Criticism that the turf flat season in Great Britain tends to end with a whimper rather than a bang looked somewhat misplaced at Doncaster Nov. 9 when the race for champion jockey ended in a tie for the first time in 84 years.
Jamie Spencer, 27, and Seb Sanders, 36, each finished the season with 190 winners. The number of wins determines Britain’s champion jockeys despite calls for it to be settled on prize money earned. It was only the third time in history the riders’ title has been shared.
Thrillingly, Spencer matched Sanders’ total in the very last race of the season. The scream he let out after partnering Inchadamph to that title-equalling success was a measure of not just his joy in matching Sanders’ total, but relief that an exhausting battle, which saw both men cover nearly 2,000 miles in the final 48 hours of the title race, was over.

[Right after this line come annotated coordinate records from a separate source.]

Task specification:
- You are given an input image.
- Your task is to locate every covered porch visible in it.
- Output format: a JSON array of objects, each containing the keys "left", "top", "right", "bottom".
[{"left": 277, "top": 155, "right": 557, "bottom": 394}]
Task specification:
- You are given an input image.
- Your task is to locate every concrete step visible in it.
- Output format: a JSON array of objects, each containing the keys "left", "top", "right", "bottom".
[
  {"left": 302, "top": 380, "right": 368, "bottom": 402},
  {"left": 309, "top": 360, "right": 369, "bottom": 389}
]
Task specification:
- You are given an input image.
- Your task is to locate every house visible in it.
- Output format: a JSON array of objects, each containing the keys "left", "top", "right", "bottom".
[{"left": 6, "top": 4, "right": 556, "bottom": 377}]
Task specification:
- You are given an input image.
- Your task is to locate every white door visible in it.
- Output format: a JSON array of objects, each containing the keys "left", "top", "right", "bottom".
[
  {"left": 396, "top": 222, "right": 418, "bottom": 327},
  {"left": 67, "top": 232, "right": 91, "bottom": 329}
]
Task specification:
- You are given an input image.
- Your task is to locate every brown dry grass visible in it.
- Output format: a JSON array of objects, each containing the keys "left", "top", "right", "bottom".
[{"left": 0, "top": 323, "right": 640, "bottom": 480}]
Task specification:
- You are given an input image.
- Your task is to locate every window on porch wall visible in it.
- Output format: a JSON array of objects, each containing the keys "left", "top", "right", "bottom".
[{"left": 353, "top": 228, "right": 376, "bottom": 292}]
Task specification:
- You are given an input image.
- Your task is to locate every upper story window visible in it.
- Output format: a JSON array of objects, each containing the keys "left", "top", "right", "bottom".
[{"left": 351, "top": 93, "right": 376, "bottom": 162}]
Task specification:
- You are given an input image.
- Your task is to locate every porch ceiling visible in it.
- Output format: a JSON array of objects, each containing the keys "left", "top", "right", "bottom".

“I am choked--it has been so mentally draining over the last month,” Spencer said. “But this is the best possible result for racing; there could be no other. It was a straight draw, we didn’t give up four or five days ago when we were level, we went right to the end.
“I admire Seb Sanders so much. He is as tough a rival as you could ever have.”
Sanders had to sit out the final race after his mount was withdrawn, knowing Spencer could only match his tally, not beat it.
“This is the Holy Grail for me,” Sanders said before that race. “But I’m trying to be as calm as I can. It would not be fair on Jamie if I started celebrating when he has one ride to come. Good luck to him, I hope he goes out and wins it.”
Described by Spencer as “like a candle you blow out that keeps relighting,” Sanders had actually been eight winners down 16 days before the season ended but fought back with typical determination.
The final day also saw the retirement of Kevin Darley, himself champion jockey in 2,000, albeit the year when Kieren Fallon suffered a serious injury. Darley’s career picked up in his late 30s and early 40s when he partnered such talented horses as Attraction and Celtic Swing.